终于有点时间,可以写继续写notes,这样可以让整个学习过程的印象更加深入。
本节课为CNN的第三周,总的来说就是讲述如何通过pre-train的物体模型,识别整张照片上的物体。和以往前两周的课程一样,围绕着若干篇论文算法展开 Detecting Algorithm
- Object Localization
- Landmark Detection, which describe less in the class about how to detect the interal features of an object by key landmarks
- Object Detection, talking about how to detect an object with bounding box
- Sliding Window
这里主要重点回顾YOLO(you only look once)。这是本课重点阐述的内容,video有两个,作业也是直接就是讲述YOLO,顺带一点其他算法。
- 起点,将原图划分成19x19的区块 (方便简化计算)
- Input image (608, 608, 3)
- The input image goes through a CNN, resulting in a (19,19,5,85) dimensional output.
- After flattening the last two dimensions, the output is a volume of shape (19, 19, 425):
- Each cell in a 19x19 grid over the input image gives 425 numbers.
- 425 = 5 x 85 because each cell contains predictions for 5 boxes, corresponding to 5 anchor boxes, as seen in lecture.
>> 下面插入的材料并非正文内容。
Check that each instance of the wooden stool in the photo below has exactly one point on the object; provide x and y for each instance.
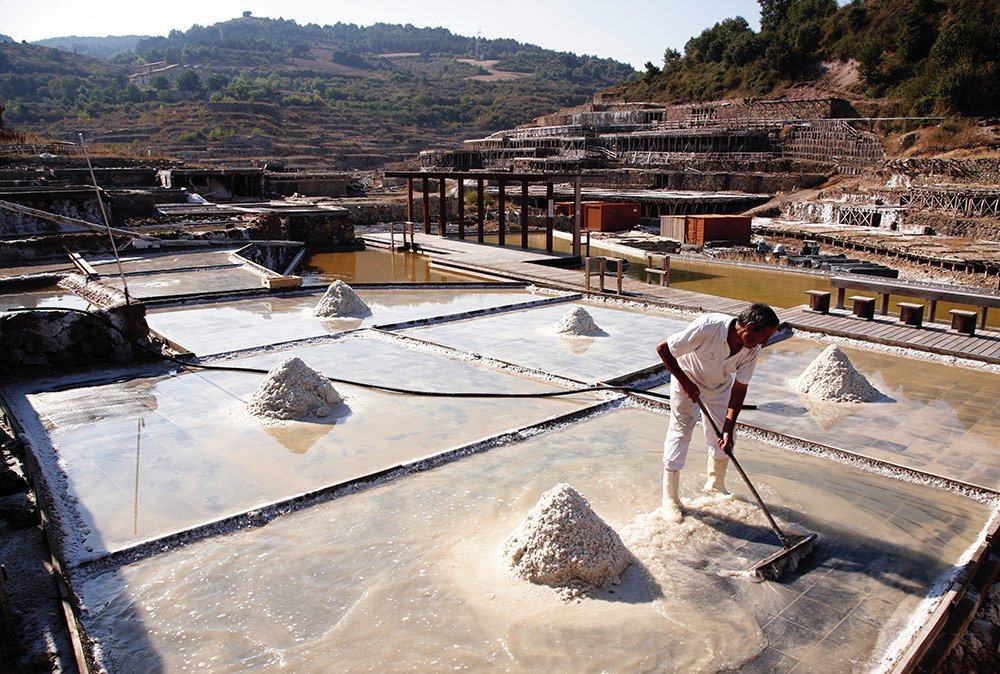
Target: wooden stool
(819, 301)
(963, 321)
(864, 307)
(911, 313)
(663, 270)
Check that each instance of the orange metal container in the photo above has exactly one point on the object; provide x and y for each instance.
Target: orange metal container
(702, 228)
(602, 216)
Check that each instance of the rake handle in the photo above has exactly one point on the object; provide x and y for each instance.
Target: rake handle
(739, 468)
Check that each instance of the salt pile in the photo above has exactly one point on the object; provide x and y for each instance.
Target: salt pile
(292, 391)
(564, 544)
(578, 322)
(340, 300)
(832, 377)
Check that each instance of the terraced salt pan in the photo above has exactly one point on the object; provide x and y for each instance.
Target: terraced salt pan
(408, 574)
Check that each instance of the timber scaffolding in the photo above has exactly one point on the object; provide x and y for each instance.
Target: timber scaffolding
(821, 131)
(886, 248)
(968, 201)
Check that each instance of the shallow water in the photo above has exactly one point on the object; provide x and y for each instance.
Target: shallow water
(153, 456)
(778, 288)
(408, 575)
(375, 265)
(220, 327)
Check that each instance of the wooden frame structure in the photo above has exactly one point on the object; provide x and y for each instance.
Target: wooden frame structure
(502, 179)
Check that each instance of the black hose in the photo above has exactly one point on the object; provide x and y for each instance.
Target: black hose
(378, 387)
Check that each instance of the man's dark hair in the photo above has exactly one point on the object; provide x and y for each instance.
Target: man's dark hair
(759, 315)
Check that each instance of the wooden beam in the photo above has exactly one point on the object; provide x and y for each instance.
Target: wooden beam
(524, 214)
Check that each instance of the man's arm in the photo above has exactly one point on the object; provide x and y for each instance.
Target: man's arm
(690, 388)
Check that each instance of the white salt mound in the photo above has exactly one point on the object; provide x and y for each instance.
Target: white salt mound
(340, 300)
(578, 322)
(832, 377)
(293, 391)
(563, 543)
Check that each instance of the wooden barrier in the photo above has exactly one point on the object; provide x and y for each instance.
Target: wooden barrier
(982, 300)
(819, 301)
(658, 265)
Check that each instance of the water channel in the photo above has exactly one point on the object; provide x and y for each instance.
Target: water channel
(777, 287)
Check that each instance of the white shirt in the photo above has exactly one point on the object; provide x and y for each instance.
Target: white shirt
(702, 350)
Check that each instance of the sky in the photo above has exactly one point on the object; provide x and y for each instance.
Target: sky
(632, 31)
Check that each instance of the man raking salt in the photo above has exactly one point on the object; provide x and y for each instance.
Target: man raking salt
(711, 361)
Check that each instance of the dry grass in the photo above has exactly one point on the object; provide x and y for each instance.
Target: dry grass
(952, 138)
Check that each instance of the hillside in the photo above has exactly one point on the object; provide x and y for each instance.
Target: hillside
(913, 57)
(98, 47)
(263, 89)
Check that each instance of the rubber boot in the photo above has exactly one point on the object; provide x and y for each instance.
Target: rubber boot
(716, 482)
(672, 510)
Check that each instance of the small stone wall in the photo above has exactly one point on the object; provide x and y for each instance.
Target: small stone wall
(985, 171)
(52, 247)
(59, 339)
(334, 228)
(948, 225)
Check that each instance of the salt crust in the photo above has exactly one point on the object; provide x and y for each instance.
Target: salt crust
(563, 543)
(292, 390)
(832, 377)
(578, 322)
(340, 300)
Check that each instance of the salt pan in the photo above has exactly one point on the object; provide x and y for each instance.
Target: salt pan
(341, 300)
(292, 390)
(832, 377)
(578, 322)
(563, 543)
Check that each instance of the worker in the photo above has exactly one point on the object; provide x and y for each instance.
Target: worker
(710, 360)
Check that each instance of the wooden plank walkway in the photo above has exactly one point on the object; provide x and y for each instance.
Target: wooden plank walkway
(523, 265)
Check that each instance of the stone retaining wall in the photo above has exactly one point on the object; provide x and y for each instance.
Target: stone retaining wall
(949, 225)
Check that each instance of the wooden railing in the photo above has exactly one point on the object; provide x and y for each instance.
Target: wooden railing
(983, 301)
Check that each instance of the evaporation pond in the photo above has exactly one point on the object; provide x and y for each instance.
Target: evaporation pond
(409, 575)
(933, 417)
(626, 342)
(156, 455)
(221, 327)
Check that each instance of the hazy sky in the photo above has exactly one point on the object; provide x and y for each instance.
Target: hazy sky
(633, 31)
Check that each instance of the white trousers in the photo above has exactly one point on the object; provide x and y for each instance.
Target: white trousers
(684, 415)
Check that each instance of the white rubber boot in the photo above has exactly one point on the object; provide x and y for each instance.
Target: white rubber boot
(716, 482)
(672, 509)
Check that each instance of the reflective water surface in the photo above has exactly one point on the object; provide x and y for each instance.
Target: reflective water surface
(408, 575)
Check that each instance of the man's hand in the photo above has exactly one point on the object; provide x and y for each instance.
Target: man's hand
(728, 442)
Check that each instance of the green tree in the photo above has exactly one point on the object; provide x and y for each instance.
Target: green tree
(189, 80)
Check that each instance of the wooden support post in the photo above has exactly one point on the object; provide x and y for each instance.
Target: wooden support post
(443, 204)
(550, 206)
(524, 213)
(461, 208)
(883, 303)
(409, 199)
(577, 215)
(427, 207)
(480, 209)
(502, 213)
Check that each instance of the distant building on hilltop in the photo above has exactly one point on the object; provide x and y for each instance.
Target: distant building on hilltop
(146, 73)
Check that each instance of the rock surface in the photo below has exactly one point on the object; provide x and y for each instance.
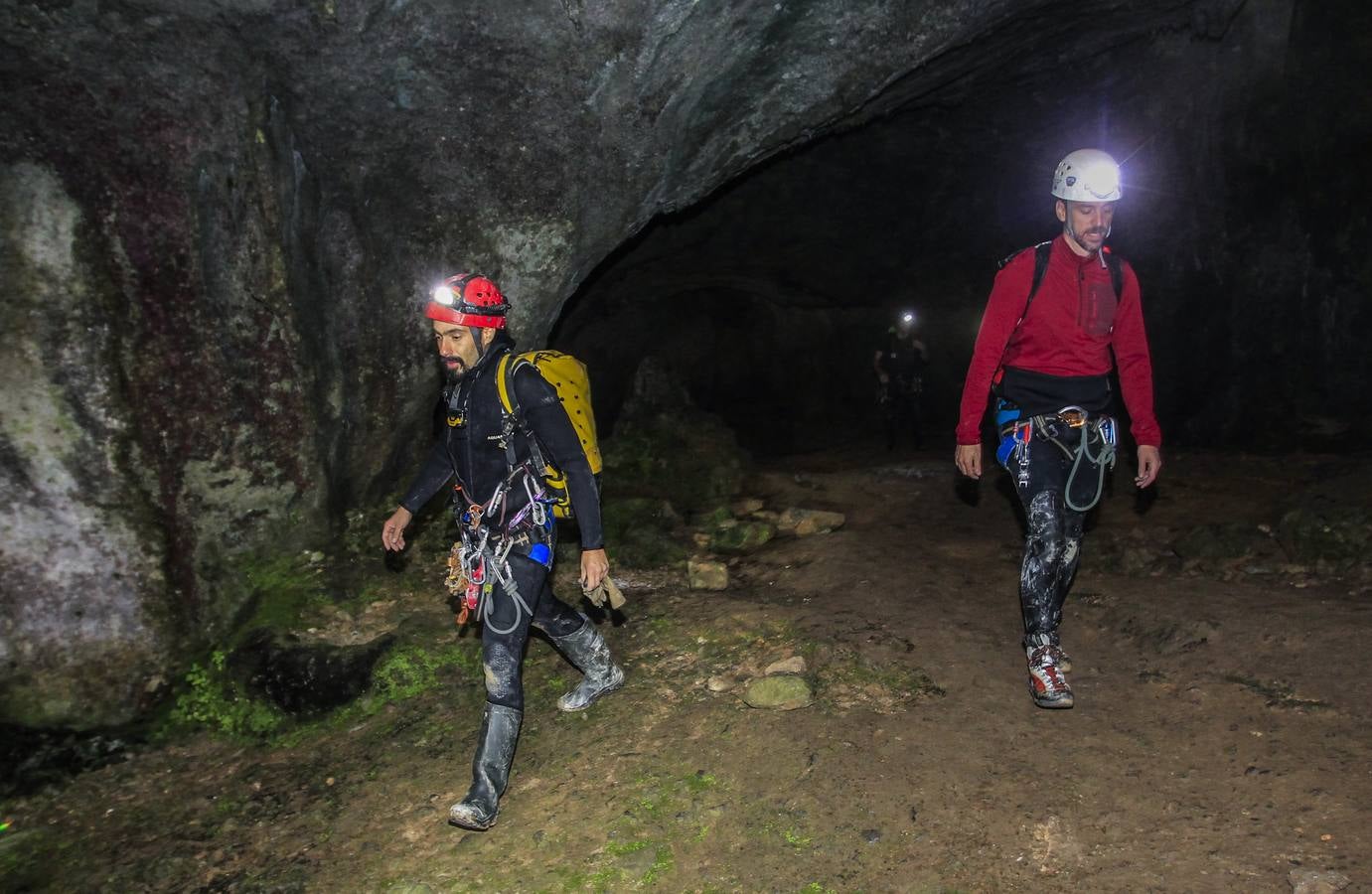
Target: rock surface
(778, 692)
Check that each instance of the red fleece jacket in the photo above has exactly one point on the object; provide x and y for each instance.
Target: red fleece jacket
(1073, 327)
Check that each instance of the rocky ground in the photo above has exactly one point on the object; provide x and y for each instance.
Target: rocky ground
(1221, 739)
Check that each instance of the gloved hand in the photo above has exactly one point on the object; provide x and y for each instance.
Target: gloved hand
(605, 591)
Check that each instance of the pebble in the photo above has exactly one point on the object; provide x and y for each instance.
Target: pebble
(1317, 880)
(796, 664)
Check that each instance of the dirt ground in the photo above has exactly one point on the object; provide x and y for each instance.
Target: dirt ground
(1221, 738)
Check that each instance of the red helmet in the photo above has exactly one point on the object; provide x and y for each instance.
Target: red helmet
(468, 299)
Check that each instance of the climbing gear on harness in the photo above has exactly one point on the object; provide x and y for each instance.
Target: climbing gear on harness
(478, 564)
(468, 299)
(1095, 446)
(1047, 684)
(568, 377)
(490, 770)
(1087, 176)
(587, 650)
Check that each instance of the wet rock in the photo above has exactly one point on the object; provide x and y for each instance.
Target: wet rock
(706, 575)
(1219, 541)
(306, 677)
(741, 536)
(795, 664)
(720, 683)
(1317, 880)
(641, 530)
(1339, 536)
(778, 692)
(809, 522)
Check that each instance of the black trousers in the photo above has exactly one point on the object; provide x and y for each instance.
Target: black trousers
(503, 655)
(1052, 540)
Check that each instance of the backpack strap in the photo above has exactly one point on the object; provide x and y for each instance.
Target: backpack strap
(510, 364)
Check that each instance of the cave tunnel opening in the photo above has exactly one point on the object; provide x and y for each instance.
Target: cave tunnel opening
(769, 299)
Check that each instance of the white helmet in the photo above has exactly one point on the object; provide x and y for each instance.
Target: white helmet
(1087, 176)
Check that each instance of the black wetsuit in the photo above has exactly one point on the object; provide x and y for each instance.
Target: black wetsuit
(472, 449)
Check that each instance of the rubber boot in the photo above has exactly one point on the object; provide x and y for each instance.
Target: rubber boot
(490, 770)
(587, 650)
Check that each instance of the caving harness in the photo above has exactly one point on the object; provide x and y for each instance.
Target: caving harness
(481, 558)
(1095, 444)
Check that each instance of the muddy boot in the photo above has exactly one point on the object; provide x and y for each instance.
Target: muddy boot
(587, 650)
(490, 770)
(1047, 684)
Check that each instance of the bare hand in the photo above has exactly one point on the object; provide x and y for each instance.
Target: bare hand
(1149, 464)
(969, 460)
(392, 532)
(594, 566)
- 85 = 5 + 80 where 5 is because (pc,bx,by,bh,bw)(pc,bx,by,bh,bw) has 5 numbers, and and 80 is the number of classes we’d like to detect
- You then select only few boxes based on:
- Score-thresholding: throw away boxes that have detected a class with a score less than the threshold
- Non-max suppression: Compute the Intersection over Union and avoid selecting overlapping boxes
- This gives you YOLO’s final output.
What you should remember:
- YOLO is a state-of-the-art object detection model that is fast and accurate
- It runs an input image through a CNN which outputs a 19x19x5x85 dimensional volume.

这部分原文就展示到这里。